Financial intelligence has become a reliable counterterrorism resource as well. Unlike human intelligence or signals intelligence, which require considerable vetting to determine their veracity, a financial transfer is a matter of fact. Definitively linking people with numbered accounts is a powerful intelligence tool. Indeed, following the money often leads authorities to conduits between terrorist organizations and individual cells. The 2003 capture of Riduan bin Isomuddin (a.k.a. "Hambali"), operational commander of the Southeast Asian terrorist network Jemaah Islamiyah, is but one example of such success.

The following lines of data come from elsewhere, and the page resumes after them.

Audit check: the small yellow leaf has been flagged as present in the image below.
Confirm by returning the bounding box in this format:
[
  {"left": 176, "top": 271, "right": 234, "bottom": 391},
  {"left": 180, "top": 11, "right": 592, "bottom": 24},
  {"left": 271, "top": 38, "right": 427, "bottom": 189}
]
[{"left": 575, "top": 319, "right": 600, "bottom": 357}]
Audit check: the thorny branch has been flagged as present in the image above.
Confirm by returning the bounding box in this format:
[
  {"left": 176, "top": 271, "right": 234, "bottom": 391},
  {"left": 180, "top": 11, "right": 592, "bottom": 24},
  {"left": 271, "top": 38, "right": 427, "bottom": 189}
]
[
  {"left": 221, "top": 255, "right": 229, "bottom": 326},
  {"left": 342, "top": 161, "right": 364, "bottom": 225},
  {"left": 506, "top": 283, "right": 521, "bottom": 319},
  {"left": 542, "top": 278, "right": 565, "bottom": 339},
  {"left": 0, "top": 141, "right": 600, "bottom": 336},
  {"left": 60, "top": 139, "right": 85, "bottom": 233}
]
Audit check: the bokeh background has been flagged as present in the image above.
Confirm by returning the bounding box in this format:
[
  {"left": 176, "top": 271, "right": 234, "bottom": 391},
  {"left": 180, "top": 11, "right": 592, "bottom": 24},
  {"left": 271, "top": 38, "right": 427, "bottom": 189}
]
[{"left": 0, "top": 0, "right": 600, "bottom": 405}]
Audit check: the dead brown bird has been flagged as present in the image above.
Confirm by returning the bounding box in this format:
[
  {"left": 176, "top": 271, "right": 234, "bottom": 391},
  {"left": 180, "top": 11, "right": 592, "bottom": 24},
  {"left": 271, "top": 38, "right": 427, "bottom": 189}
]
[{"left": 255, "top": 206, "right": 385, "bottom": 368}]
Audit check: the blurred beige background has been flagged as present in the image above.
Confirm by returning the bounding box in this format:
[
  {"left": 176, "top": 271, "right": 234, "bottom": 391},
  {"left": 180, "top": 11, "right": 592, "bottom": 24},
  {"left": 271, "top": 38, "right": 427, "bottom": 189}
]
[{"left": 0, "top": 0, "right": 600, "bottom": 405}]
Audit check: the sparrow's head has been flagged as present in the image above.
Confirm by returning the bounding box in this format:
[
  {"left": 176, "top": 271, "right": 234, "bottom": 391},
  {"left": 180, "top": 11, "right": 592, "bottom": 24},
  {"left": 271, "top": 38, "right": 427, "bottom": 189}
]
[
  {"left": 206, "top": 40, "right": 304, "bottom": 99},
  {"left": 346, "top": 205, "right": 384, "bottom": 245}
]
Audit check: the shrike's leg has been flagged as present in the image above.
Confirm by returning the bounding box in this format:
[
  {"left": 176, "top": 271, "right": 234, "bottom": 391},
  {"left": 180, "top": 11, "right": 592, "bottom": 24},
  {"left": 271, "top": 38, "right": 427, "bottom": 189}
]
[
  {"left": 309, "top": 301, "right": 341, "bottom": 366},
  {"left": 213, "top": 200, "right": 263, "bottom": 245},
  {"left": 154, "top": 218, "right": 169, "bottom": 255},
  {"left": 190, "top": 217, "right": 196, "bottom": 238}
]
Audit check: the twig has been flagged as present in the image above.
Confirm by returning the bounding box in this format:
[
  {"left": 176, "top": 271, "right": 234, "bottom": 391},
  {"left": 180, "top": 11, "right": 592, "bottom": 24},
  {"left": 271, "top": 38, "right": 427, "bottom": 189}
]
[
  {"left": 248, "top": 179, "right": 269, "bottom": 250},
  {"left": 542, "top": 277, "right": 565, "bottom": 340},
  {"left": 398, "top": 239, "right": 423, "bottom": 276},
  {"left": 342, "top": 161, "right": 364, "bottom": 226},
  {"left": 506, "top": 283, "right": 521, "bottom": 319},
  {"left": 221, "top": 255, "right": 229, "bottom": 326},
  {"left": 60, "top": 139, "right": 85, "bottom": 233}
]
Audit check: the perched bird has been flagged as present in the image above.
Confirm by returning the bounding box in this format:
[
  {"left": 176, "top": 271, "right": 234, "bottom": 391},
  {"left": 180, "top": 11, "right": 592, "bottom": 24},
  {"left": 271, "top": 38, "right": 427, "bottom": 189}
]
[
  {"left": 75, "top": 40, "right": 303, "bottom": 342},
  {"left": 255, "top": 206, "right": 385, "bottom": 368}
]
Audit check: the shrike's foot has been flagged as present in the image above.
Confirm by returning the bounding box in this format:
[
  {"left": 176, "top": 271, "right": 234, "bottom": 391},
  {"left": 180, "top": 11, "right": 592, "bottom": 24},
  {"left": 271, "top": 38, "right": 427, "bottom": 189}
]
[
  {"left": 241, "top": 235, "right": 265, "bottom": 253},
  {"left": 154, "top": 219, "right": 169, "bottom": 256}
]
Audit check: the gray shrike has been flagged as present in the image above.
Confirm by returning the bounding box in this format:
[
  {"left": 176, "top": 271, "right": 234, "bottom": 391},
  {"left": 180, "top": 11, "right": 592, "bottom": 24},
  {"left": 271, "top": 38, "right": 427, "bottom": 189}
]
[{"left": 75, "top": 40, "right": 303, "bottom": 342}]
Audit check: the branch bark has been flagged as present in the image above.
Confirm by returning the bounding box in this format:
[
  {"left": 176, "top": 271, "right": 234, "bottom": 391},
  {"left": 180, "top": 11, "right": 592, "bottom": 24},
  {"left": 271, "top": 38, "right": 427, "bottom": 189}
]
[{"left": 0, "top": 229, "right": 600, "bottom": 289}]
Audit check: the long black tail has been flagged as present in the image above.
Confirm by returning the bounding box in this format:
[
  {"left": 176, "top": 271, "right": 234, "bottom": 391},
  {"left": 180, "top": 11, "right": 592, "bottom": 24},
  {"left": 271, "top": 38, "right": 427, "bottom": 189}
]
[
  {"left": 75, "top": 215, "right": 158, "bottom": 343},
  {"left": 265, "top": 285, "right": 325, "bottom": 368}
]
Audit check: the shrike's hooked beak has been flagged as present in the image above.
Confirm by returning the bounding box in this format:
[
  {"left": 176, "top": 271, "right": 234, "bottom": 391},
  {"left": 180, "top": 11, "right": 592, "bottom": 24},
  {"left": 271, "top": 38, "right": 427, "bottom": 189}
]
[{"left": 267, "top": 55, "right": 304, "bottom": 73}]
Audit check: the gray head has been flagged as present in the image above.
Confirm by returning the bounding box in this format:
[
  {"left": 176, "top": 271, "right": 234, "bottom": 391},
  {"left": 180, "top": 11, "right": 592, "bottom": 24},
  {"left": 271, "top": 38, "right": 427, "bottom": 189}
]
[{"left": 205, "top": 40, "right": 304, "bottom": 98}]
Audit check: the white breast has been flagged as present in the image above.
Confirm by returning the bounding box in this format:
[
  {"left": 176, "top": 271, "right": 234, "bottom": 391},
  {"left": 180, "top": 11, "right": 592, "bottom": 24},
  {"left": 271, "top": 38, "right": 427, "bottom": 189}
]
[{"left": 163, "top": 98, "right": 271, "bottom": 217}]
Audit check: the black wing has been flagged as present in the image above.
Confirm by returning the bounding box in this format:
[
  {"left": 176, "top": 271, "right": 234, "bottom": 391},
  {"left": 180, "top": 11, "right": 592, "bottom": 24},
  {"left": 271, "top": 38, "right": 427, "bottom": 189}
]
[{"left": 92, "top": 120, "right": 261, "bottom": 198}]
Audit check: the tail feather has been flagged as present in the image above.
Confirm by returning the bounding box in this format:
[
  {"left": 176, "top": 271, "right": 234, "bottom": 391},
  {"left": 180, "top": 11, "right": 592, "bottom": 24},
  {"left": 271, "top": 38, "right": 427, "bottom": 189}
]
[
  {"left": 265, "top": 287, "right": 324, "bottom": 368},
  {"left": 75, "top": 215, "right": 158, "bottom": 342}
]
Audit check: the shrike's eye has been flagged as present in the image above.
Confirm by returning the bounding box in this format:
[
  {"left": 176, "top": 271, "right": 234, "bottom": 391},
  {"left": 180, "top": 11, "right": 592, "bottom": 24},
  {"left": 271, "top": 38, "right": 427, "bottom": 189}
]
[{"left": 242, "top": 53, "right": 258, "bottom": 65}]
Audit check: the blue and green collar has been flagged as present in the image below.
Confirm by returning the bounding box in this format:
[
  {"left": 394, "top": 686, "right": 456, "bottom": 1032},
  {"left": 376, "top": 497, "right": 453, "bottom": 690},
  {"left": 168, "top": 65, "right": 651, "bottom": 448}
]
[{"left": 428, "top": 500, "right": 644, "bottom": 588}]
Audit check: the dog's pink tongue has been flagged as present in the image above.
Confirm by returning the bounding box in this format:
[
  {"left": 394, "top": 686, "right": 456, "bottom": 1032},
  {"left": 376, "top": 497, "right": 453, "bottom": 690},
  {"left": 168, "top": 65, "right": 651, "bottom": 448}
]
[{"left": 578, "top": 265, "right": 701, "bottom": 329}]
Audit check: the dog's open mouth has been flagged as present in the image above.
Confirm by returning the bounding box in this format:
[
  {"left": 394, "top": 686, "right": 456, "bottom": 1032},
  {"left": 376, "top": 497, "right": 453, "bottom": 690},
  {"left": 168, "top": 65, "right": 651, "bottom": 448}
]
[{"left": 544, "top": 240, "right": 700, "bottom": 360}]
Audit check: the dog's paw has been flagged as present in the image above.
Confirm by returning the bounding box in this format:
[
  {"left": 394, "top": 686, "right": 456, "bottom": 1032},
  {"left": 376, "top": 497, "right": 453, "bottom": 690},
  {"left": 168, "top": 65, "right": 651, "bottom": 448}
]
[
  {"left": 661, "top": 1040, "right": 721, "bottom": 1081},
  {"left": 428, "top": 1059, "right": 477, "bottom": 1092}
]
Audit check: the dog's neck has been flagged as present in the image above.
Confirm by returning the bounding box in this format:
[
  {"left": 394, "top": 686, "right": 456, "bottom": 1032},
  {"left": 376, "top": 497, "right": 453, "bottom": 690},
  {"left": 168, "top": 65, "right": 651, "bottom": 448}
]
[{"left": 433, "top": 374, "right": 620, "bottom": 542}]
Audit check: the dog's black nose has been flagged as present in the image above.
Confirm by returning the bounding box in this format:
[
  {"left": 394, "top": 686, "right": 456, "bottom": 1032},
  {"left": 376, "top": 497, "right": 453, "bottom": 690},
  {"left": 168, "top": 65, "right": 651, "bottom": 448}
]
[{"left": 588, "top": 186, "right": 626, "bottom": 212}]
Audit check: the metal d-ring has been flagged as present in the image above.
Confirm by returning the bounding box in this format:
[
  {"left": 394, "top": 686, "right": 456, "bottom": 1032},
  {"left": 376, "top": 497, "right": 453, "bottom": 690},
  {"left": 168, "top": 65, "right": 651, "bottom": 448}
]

Although targeted financial measures are commonly presumed to have negative diplomatic consequences, they also provide an opportunity to clearly relay U.S. intentions. Indeed, the recent designation of Jihad al-Bina, Hizballah's construction arm, sent the unequivocal message that Hizballah will not be permitted to drag Lebanon into a war with Israel and then profit from rebuilding it through Iranian largesse. Following up on terrorist designations with robust public diplomacy initiatives offers a salient opportunity to support U.S. foreign policy objectives and engage in the battle of ideas.
The prospect of increased engagement and cooperation with the private sector presents the most intriguing and potentially rewarding opportunity in efforts to combat terrorism financing. Worldwide financial institutions' voluntary use of the designated entities list published by the Treasury Department's Office of Foreign Assets Control is instructive. Such institutions engage in due diligence and risk assessment out of their own self-interest in balancing profit and risk. The ability to leverage this interest is a powerful tool. Do major international banks really want to provide import-export lines of credit to Iran, which lacks controls on money laundering and terrorism financing? Some may, some may not -- but they will not dismiss the question out of hand.
Even the cat-and-mouse game that follows each designation presents opportunities. Forcing terrorists to look over their shoulders and engage in less efficient and more costly means of doing business is an effective counterterrorism tool. Keeping financiers on the defensive and denying them the luxury of time and space puts them under stress, deters donors, restricts the flow of funds, and helps constrict the operating environment.
With more activities out of the public eye than in, counterterrorism efforts are, by their very nature, difficult to judge and easy to criticize. But financial measures in particular have proven quite successful, and those who follow the money are increasingly being called on to use their skills and tools against the hardest targets.
This rapporteur's summary was prepared by Jake Lipton.